The North African country is seen as having had a relatively smooth democratic transition since the January 14, 2011 toppling of President Zine El Abidine Ben Ali after 23 years in power.

But seven years later, anger has risen over new austerity measures after a year of rising prices, with protesters again chanting the 2011 slogans of "Work, Freedom and Dignity".

On Sunday, the powerful UGTT labour union called for Tunisians to rally in the capital Tunis.

Ennahda, an Islamist party that is part of the ruling coalition, and Prime Minister Youssef Chahed's Popular Front party also called for demonstrations.

With tensions high, security forces were deployed around the capital's Habib Bourguiba Avenue, epicentre of the 2011 protests, and barricades set up to block off entrances.

President Beji Caid Essebsi was to attend the opening of a youth centre in the working-class Tunis suburb of Ettadhamen, which saw night-time clashes between young protesters and police this week.

Sunday's calls to demonstrate follow a wave of peaceful protests and night-time unrest in cities and towns across the country this past week after hikes in value-added tax and social security contributions from early January.

Protester demands have included a review of the 2018 austerity budget and more efficient measures to fight enduring corruption.

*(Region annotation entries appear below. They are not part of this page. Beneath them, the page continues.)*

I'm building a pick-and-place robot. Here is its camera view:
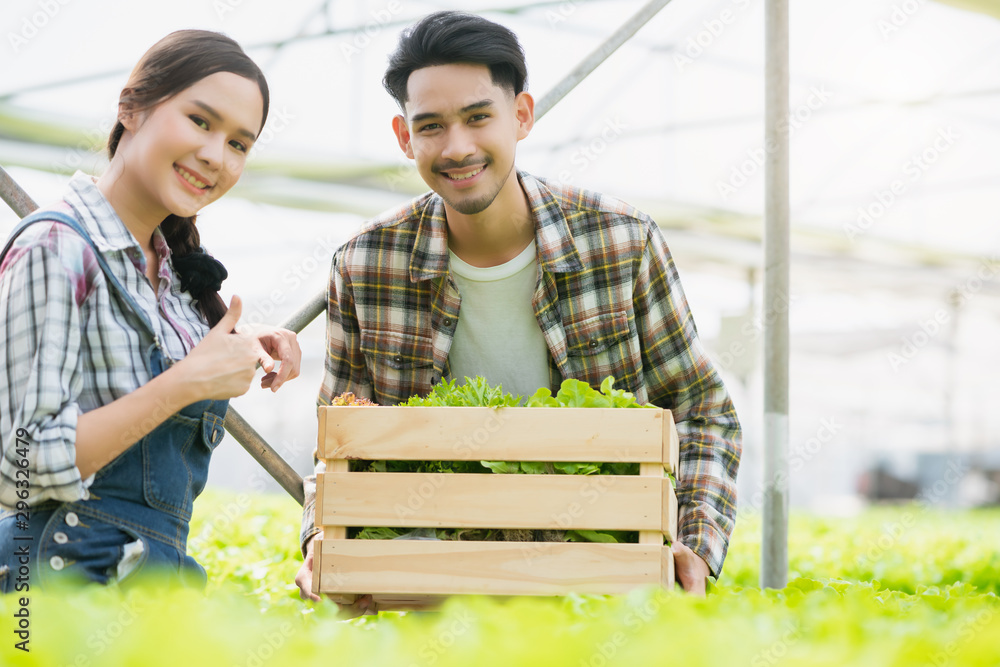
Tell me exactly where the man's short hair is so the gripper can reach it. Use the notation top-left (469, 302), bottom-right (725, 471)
top-left (382, 11), bottom-right (528, 109)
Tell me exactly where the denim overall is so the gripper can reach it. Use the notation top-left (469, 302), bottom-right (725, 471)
top-left (0, 211), bottom-right (229, 592)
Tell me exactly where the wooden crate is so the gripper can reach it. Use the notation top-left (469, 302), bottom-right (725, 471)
top-left (313, 406), bottom-right (678, 609)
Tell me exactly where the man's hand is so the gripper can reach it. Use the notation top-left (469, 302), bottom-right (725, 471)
top-left (670, 541), bottom-right (711, 597)
top-left (295, 533), bottom-right (323, 602)
top-left (295, 533), bottom-right (376, 618)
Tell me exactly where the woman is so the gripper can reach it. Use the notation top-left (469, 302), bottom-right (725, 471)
top-left (0, 30), bottom-right (301, 592)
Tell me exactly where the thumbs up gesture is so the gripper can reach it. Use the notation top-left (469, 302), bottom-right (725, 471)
top-left (171, 296), bottom-right (260, 403)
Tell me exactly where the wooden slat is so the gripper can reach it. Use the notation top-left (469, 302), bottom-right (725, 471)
top-left (317, 472), bottom-right (670, 532)
top-left (660, 410), bottom-right (681, 477)
top-left (660, 479), bottom-right (677, 544)
top-left (319, 406), bottom-right (665, 462)
top-left (639, 462), bottom-right (670, 546)
top-left (319, 539), bottom-right (664, 596)
top-left (660, 545), bottom-right (676, 591)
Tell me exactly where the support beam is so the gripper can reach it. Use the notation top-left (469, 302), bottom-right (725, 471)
top-left (535, 0), bottom-right (670, 120)
top-left (760, 0), bottom-right (791, 588)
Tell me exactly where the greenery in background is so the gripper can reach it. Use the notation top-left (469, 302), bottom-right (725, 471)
top-left (0, 491), bottom-right (1000, 667)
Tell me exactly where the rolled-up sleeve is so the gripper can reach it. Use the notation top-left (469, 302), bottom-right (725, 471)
top-left (0, 241), bottom-right (93, 508)
top-left (634, 225), bottom-right (742, 577)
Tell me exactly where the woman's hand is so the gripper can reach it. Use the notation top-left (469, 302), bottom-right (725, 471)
top-left (240, 326), bottom-right (302, 391)
top-left (170, 296), bottom-right (262, 403)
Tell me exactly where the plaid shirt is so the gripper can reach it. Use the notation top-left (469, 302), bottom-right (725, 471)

The interior ministry says it has arrested more than 800 people suspected of taking part in violence, theft and looting since the start of the nocturnal protests.

On Saturday, Essebsi announced an increase in aid to the needy and improved health care as part of social reforms following the unrest.

Tunisia's 2011 revolt was sparked by the deadly self-immolation of a fruit seller who was protesting against police harassment and unemployment.